Une découverte et une œuvre marquante, sorte d'OVNI littéraire qui frappe l'imagination. Je pense qu'il faut un certain courage pour écrire cette histoire, et question lancinante, en refermant ce livre, quelle est la part de vécu dans tout cela ?
Extraits :
- Et lorsqu'elle avait un léger retard elle s'entendait dire « Tu as traîné ». Plus tard « Tu es une traînée ».
- Violence. Mais jamais frappée. Juste des mots anodins et soupirs et regards.
- Et la force se multiplie par deux : l'autre dans sa rage vous dans l'adoration.
- Un autre embryon se serait fait la malle dans le trou des chiottes.
- Car Dieu est comme le service social : il ne voit pas tout.
- L'enfant il a bien fallu lui trouver un prénom. Un seul prénom ça suffit.
- La vraie réponse c'est que ma douleur la faisait davantage exister en mère sacrificielle. Pouvait consoler.
- Tu n'es pas laide, non, enfin.
- C'est pourquoi l'écriture est une telle liberté. C'est pourquoi.
- Et l'angoisse vous prend. Vous ne savez comment venu.
- Elle traîne en ville. Elle promène son errance et la traîne par les cheveux quand elle ne veut plus avancer.
- Je préfère qu'elle se débrouille avec sa propre mort la sienne de l'intérieur.
- La parole l'alcool, même principe : saouler. Ne dit-on pas : « Tu me saoules ?»
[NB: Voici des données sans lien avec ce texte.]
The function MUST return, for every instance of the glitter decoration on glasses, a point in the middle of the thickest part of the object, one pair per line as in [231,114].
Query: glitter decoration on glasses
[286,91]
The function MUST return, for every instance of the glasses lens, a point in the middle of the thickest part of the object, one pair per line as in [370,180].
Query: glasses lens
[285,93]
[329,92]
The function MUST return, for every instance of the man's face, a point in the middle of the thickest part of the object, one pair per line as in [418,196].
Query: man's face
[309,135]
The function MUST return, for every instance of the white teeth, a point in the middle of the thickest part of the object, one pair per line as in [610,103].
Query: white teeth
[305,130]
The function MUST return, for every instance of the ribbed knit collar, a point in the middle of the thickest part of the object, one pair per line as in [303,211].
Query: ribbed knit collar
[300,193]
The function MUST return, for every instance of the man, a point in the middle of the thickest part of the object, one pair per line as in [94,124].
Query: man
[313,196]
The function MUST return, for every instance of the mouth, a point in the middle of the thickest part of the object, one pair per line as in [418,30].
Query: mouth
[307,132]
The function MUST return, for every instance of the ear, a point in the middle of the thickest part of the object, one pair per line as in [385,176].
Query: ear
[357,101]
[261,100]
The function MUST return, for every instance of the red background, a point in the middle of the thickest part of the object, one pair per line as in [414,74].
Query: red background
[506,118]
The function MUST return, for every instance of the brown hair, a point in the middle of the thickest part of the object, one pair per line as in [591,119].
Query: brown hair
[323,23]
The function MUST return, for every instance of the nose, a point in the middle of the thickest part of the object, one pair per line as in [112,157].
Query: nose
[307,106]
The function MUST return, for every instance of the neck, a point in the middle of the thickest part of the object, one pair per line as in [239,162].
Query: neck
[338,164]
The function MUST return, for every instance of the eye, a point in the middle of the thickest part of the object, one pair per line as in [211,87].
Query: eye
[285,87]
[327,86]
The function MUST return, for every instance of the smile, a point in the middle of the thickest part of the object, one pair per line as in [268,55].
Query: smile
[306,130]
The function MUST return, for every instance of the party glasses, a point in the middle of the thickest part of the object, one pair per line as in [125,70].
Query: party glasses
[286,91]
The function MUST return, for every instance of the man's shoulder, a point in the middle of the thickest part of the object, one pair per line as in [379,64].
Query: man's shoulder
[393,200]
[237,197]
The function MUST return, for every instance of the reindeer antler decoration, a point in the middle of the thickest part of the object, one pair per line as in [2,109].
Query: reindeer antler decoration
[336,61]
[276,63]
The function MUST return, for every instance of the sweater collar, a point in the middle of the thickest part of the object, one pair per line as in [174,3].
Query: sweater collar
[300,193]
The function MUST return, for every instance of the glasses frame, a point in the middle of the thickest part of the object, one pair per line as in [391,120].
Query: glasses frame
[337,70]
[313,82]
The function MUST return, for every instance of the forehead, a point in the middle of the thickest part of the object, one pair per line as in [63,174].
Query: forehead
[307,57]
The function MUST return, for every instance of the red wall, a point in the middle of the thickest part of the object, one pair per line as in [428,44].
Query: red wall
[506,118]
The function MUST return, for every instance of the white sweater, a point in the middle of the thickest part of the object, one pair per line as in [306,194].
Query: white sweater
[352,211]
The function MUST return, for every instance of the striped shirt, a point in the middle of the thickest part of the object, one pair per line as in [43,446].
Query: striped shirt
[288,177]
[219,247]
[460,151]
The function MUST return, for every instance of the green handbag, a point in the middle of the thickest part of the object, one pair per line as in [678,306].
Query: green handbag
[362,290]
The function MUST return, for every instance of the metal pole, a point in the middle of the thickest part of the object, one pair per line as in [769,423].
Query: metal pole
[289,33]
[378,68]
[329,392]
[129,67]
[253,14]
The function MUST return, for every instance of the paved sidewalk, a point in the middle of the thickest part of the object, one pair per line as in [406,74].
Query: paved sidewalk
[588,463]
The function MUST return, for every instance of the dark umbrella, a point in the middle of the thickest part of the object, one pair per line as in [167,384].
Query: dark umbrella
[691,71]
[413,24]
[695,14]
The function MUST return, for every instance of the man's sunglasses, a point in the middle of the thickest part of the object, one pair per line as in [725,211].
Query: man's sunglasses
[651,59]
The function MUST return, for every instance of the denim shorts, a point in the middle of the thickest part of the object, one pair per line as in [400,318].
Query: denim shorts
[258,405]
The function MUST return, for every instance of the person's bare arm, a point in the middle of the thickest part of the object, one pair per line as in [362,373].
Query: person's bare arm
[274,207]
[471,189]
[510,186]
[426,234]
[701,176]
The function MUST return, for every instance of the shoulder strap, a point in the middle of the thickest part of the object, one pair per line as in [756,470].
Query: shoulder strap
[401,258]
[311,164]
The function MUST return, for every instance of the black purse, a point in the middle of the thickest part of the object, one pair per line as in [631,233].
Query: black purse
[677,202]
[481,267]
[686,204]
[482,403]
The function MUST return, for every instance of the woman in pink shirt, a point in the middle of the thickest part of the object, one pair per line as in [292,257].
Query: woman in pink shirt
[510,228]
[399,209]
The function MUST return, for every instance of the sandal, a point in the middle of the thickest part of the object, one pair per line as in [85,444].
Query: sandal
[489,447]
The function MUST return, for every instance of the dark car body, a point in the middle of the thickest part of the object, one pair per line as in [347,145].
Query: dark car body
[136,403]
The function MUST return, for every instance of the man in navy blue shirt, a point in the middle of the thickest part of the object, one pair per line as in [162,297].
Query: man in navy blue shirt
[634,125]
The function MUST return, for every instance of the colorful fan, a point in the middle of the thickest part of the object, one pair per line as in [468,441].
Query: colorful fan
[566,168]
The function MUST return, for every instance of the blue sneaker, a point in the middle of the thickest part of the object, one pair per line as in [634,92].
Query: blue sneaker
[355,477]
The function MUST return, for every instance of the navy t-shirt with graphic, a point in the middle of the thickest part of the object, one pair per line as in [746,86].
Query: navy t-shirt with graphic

- C'est pareil quand je demande pour mon père. Tout devient abîme et torture. Il ne faut pas en parler non plus. Surtout pas.
- Se cogne contre le radiateur en fonte. Le mur non. Pas assez dur pas assez pointu.
- Toutes ces blessures tout ce sang. À panser penser. Tous ces pansements.
- Reproduit le même schéma fusion-rejet. Trop d'énergie ce combat incessant pour reconstruire. Où sont mes fondations. Les ai-je laissées en mère?